Spotlight On The Busy Start To African Private Equity In 2016
While the level of investment this year in sub-Saharan Africa is unlikely to exceed 2015’s $4.3 billion, private equity companies have been active in Africa so far in 2016, Moneyweb reports.
They’re focusing increasingly on the continent’s fast-growing consumer markets and on funding infrastructure projects — especially energy.
Here’s a roundup of some of the private equity action so far in Africa in 2016, according to Moneyweb.
This week Medu Capital, a South African private equity firm, announced it had acquired Universal Paints and increased its shareholding in Elite Truck Hire from 27 percent to 100 percent. The total ticket price: $29.5 million US.
South African buyout company Rockwood Private Equity said it was looking to raise $500 million for a new fund investing primarily in South African industrial and service companies with leveraged buyouts.
U.K.-based Ashburton Investments announced it had raised $32.8 million for its first private equity fund which it plans to limit to investments in Africa excluding agriculture, resources, venture capital and property.
Dubai-based MENA Infrastructure said it had exited its investment in Egypt’s Alexandria International Container Terminals. The fund sold its 30.3 percent stake in the two container terminals to Hutchison Port Holdings, a company owned by Asia’s richest man, Li Ka-shing.
Singaporean sovereign wealth fund, GIC, plans to make its first investment commitments in Africa, backing real estate funds managed by U.K.-based Actis and South Africa-based RMB Westport with a combined total of $100 million.
Earlier this month, U.K.-based venture capital firm Amadeus Capital Partners invested $2 million in Cape Town-based digital insurance distributor Hepstar. Founded in 2013, Hepstar was established to address the need for e-commerce companies in general and airlines and travel companies in particular to maximise revenue from ancillaries.
Along with South Africa-based mobile service company MTN, Amadeus invested $40 million in February in Travelstart, an online travel agency with more than 75 percent market share. It has a market leadership position in Nigeria, Egypt, Kenya and parts of the Middle East.
Actis announced the sale of Emerging Markets Payments (EMP) to Dubai-based Network International. EMP is a leading Africa and Middle East payments business established in 2010 as a buy-and-build platform to capitalize on increasing demand for payments infrastructure in the regions.

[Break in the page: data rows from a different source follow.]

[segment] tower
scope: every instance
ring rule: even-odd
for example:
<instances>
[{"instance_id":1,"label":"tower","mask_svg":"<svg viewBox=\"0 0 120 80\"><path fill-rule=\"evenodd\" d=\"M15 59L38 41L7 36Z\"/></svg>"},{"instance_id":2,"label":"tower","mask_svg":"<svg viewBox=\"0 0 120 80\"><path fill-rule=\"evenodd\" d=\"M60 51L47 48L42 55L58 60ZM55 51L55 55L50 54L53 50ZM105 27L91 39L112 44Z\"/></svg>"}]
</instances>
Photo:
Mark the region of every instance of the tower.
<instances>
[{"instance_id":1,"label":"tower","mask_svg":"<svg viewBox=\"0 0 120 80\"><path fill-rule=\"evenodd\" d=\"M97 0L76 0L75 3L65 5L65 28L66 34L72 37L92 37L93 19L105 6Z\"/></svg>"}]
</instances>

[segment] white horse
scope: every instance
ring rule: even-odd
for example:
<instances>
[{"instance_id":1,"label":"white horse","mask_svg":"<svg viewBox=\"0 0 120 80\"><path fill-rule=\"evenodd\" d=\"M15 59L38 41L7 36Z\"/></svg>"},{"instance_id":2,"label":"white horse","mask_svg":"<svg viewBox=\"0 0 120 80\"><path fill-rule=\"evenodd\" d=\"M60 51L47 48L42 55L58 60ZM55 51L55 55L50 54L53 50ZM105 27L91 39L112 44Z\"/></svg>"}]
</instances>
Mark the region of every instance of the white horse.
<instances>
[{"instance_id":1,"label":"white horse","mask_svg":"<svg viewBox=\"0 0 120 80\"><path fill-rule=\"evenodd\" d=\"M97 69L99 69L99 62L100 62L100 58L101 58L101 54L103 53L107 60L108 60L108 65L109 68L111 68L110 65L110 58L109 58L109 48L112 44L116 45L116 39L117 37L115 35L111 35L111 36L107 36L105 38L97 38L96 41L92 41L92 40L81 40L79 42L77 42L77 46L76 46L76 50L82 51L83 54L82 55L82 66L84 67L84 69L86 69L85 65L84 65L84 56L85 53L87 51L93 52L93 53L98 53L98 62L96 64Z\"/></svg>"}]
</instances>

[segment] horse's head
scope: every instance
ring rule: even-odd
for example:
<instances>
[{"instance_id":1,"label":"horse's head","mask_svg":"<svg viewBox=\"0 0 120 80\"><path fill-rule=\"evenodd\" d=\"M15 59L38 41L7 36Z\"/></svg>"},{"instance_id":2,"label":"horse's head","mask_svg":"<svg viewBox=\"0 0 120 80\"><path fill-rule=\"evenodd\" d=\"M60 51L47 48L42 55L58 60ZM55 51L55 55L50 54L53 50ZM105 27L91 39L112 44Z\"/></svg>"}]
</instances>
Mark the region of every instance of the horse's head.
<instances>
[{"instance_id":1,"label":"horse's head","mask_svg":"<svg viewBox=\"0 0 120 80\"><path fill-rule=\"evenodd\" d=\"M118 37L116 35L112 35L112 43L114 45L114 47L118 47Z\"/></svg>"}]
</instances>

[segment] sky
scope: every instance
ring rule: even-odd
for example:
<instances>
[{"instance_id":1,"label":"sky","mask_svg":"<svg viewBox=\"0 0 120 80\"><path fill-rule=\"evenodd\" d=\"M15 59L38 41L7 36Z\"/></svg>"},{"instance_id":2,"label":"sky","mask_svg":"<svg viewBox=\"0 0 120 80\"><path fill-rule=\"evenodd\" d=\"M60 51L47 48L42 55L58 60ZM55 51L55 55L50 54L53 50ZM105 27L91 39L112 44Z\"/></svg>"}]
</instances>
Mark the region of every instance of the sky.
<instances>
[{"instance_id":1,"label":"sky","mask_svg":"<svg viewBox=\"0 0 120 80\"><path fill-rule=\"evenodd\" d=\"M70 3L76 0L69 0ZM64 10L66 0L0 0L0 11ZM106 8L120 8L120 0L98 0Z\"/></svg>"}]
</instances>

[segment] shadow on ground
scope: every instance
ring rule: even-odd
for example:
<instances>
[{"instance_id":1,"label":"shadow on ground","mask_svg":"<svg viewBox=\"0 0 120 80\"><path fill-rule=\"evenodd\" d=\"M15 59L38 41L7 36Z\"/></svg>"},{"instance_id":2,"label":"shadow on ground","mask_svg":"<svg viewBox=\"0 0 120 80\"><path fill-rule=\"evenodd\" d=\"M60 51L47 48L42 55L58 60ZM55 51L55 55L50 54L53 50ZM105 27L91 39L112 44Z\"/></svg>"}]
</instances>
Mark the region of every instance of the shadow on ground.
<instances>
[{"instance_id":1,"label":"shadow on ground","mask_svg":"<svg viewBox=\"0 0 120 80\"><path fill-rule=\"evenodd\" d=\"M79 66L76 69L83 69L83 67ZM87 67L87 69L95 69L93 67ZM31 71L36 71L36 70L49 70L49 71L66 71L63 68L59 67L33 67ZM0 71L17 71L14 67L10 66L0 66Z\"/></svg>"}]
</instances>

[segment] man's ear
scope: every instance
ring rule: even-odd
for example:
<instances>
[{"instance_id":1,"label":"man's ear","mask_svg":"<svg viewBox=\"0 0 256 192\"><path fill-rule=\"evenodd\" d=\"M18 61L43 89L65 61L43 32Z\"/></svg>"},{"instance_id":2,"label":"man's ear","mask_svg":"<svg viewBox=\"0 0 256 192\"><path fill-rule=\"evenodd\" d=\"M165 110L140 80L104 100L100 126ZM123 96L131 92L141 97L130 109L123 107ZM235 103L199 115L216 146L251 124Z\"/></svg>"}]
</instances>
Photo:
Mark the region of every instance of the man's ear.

Amwal AlKhaleej, a Saudi Arabia-based private equity firm, sold its investment in Sarwa Capital, the parent company of Contact Auto Credit, to the Egyptian-American Enterprise Fund.
Investec Africa Private Equity Fund 2 raised $295 million backed by pension funds, endowments and development finance institutions from across the U.S., Europe, the U.K. and Africa. The fund will focus on investments in the consumer space across the continent.
Also in February U.K.-based Enko Capital Managers announced the $83.25 million second and final closing of its Enko Africa Private Equity Fund which targets late-stage companies across the continent that have the potential to list on the local stock exchanges.
Synergy Capital,with offices in Nigeria and Ghana, announced it had made the fifth deal for its $100 million-plus fund with an investment in Africa Terminals, a terminal and storage company, offering services to local and international petroleum products companies across West Africa.
Global growth markets investor The Abraaj Group has been particularly active since the start of 2016. Through its second generation North Africa Fund it has acquired a significant minority stake in Algerian Cellulose Processing, a manufacturer and distributor of baby diapers and feminine products. It also bought a stake in Société d’Articles Hygiénliques, a producer of disposable household and personal care products for babies, women and adults in Tunisia. The private equity group also announced the exit of its investment in Integrated Diagnostics.
In January Ethos invested into the Eazi Group in a deal valued at $105 million. Through its Fund VI, Ethos acquired a 65 percent stake in the rental, sale and servicing group.
Vantage Capital exited its investment in TrenStar, a southern African returnable packaging company. In 2010, Vantage provided expansion funding to TrenStar and funded its black empowerment partner African Woman Chartered Accountants Investment to acquire a 26 percent stake in TrenStar. Following the exit, the new investors in TrenStar are Kleoss Capital Fund I, Leaf Capital and management.